By December 5th, 2001 OSI had generalized the model for event log analysis and made these generalization available in the SLIP Warehouse and SLIP Technology Browsers. On December 7th, an exercise on importing an arbitrary event log was made available.
We applied our technology to a raw FTP log from a Linux web server. Software Systems International (SSI) provided the data set. Our study showed that linking senor probes, placed in host machines, can autonomously generate generic vulnerability assessments. As these vulnerability assessments are completed, hacker activity can be anticipated and either blocked or diverted. SSI’s CylantSecure measures software behavior and controls access to critical behavioral regions related to hacker vulnerability. Cylant Secure complements the use of Intrusion Detection System (IDS) audit logs, such as those from RealSecure. OSI’s technology allows a visual interface to control IDS systems.
Beginning on December 15th, a preprocessing module was developed to examine the thematic linkage between elements in a text database.
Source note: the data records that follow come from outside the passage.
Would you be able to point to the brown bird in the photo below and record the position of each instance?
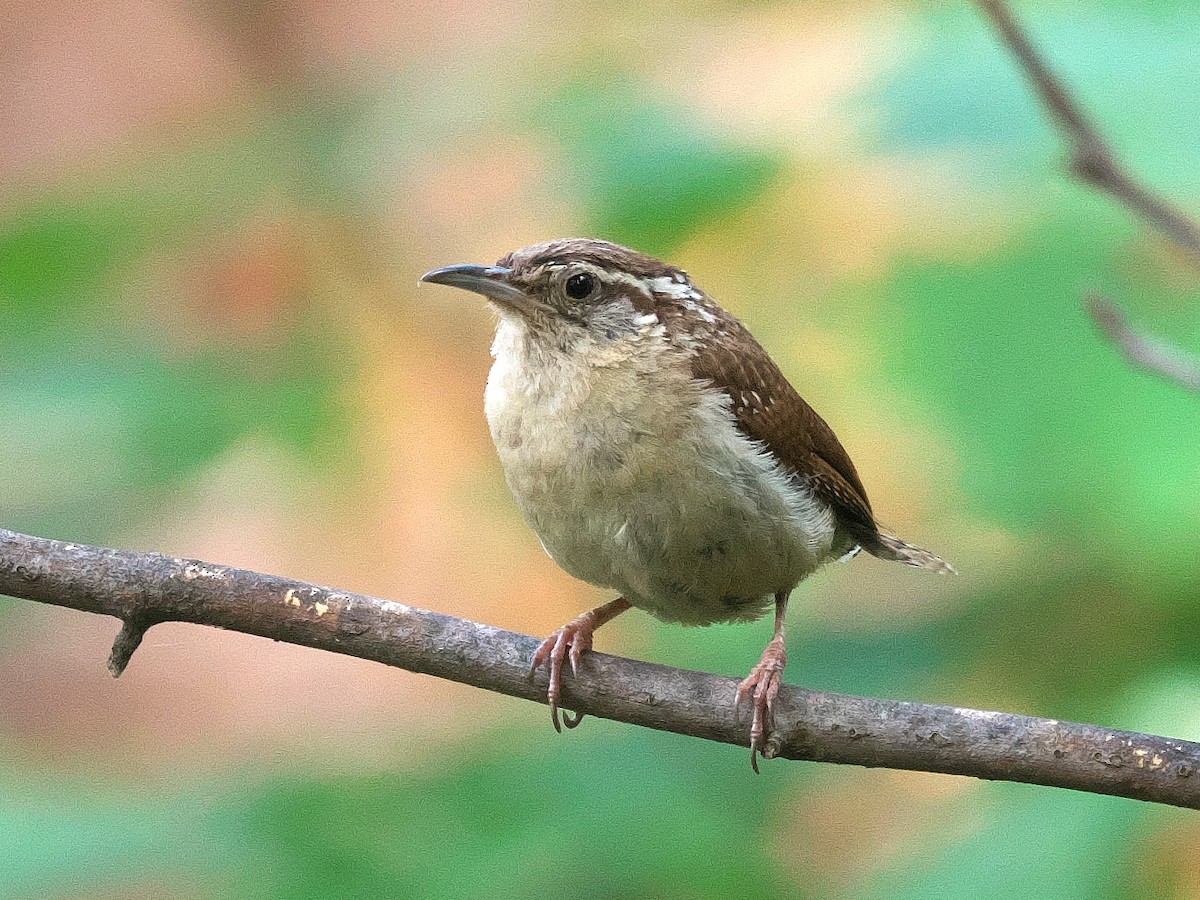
(658, 451)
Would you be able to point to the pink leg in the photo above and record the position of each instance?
(762, 685)
(575, 636)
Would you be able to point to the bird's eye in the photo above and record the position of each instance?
(580, 286)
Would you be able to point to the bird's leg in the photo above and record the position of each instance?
(569, 642)
(762, 684)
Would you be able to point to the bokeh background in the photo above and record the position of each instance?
(213, 216)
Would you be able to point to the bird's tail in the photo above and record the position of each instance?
(889, 547)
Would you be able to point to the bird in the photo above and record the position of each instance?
(658, 451)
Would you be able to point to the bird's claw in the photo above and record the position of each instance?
(761, 688)
(568, 645)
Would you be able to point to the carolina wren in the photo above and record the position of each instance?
(658, 450)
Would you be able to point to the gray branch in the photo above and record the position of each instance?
(1095, 163)
(1092, 160)
(143, 589)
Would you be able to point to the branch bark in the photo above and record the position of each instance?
(143, 589)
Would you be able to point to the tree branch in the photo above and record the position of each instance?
(1146, 351)
(148, 588)
(1092, 160)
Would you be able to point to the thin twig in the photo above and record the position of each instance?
(1092, 160)
(1151, 353)
(809, 725)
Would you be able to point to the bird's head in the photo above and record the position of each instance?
(571, 289)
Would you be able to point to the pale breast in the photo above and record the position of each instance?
(640, 481)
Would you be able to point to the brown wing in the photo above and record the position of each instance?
(769, 411)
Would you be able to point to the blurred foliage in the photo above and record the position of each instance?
(115, 390)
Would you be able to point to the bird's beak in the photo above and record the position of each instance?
(491, 281)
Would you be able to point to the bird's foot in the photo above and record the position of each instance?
(568, 643)
(760, 688)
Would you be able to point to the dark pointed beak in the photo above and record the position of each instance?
(491, 281)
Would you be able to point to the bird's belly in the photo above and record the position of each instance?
(697, 526)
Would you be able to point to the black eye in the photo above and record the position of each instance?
(580, 286)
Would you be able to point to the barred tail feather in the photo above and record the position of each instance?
(894, 549)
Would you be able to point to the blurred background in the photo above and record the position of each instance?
(213, 216)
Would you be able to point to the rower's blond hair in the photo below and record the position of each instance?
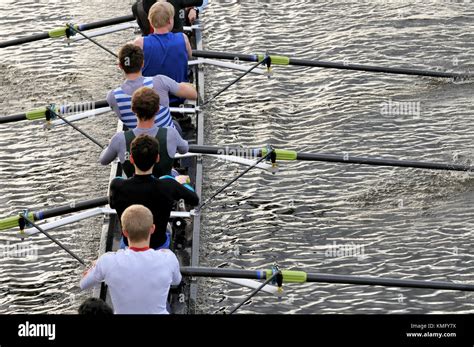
(137, 220)
(160, 14)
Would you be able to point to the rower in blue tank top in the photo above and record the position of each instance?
(166, 53)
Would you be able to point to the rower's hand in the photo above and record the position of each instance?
(183, 179)
(192, 15)
(89, 268)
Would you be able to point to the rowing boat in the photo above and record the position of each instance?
(185, 226)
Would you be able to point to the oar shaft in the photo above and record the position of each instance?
(72, 207)
(281, 60)
(41, 112)
(371, 68)
(216, 272)
(55, 241)
(301, 277)
(22, 40)
(59, 32)
(387, 282)
(106, 23)
(332, 158)
(381, 162)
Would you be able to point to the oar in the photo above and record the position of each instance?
(333, 158)
(13, 221)
(64, 31)
(283, 60)
(40, 113)
(290, 276)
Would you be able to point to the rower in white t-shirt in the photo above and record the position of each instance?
(139, 278)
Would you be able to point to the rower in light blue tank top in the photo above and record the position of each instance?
(165, 54)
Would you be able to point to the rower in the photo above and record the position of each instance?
(166, 53)
(157, 194)
(138, 278)
(182, 10)
(131, 61)
(145, 104)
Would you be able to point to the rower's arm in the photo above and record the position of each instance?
(188, 46)
(113, 103)
(186, 91)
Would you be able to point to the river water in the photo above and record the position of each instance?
(313, 216)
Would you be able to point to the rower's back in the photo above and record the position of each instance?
(166, 53)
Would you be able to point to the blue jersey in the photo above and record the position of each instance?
(166, 54)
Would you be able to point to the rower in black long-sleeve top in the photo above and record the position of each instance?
(157, 194)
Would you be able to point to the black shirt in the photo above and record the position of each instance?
(156, 194)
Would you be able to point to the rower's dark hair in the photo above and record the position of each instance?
(131, 58)
(144, 150)
(145, 103)
(95, 307)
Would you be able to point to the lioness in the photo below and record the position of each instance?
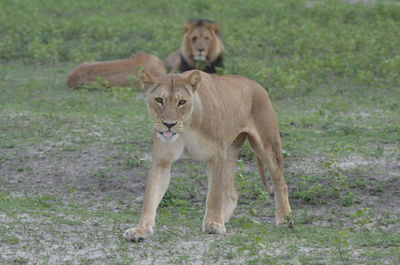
(208, 118)
(201, 48)
(117, 72)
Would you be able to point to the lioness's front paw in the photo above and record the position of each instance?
(212, 227)
(287, 221)
(135, 234)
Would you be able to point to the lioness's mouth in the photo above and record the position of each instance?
(167, 134)
(199, 58)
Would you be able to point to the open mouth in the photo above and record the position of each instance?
(167, 134)
(199, 58)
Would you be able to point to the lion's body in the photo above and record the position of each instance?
(219, 114)
(201, 48)
(118, 72)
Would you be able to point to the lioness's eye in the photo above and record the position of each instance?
(159, 100)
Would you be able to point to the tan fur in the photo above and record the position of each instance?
(219, 114)
(116, 72)
(207, 38)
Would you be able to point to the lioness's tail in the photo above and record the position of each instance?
(261, 170)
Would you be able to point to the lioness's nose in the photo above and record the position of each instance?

The application domain of primary interest is telecommunications trouble ticket analysis and trending analysis of hardware failures.
SLIP was initially based on shallow link analysis. The term "Sensor" replaced the term "Shallow" on December 10th, 2001. On December 18 the acronym was shortened again. The new data mining technology started to be referred to as Sensor Linking, Iteration and Parcelation (or SLIP). With this change in designation can an understanding of a data fusion solution based on I-RIB data format.
Section 2: Event Browsers and eventChemistry ™
Human analysis based on the viewing of event chemistry is predictive in three ways
1) The human has a cognitive aid for thinking about and talking with peers about the events and event types
2) A top down expectancy is provided for pattern completion of partially developed event chemistry
3) Coherency test separates viewpoints into distinct graphic pictures and this provides informational transparency with a selective attention directed by user voice commands.
OSI’s data mining technology is based on link analysis, emergent computing and category theory. SLIP and I-RIB technology provides ready to use data mining and data visualization tools.
· Both atoms and links are abstractions taken from the actual data invariance that exist in the data source. The data source is any event audit.
· Automated conversion of event chemistry to finite state transition models (colored Petri nets) is possible. This conversion will push automation from the Browsers into an Intrusion Detection System (IDS) or any Distributed Event Detection System (DEDS).
· A theory of state transition and behavioral analysis is available and is to be applied (by OSI) to creating templated profiles of hacker activity and intentions.
· The work on modeling hacker intentions is to be generalized to models of criminal and terrorism activity.
A critical issue has to do with the prediction of events before they occur and/or the identification of an event while the event is occurring.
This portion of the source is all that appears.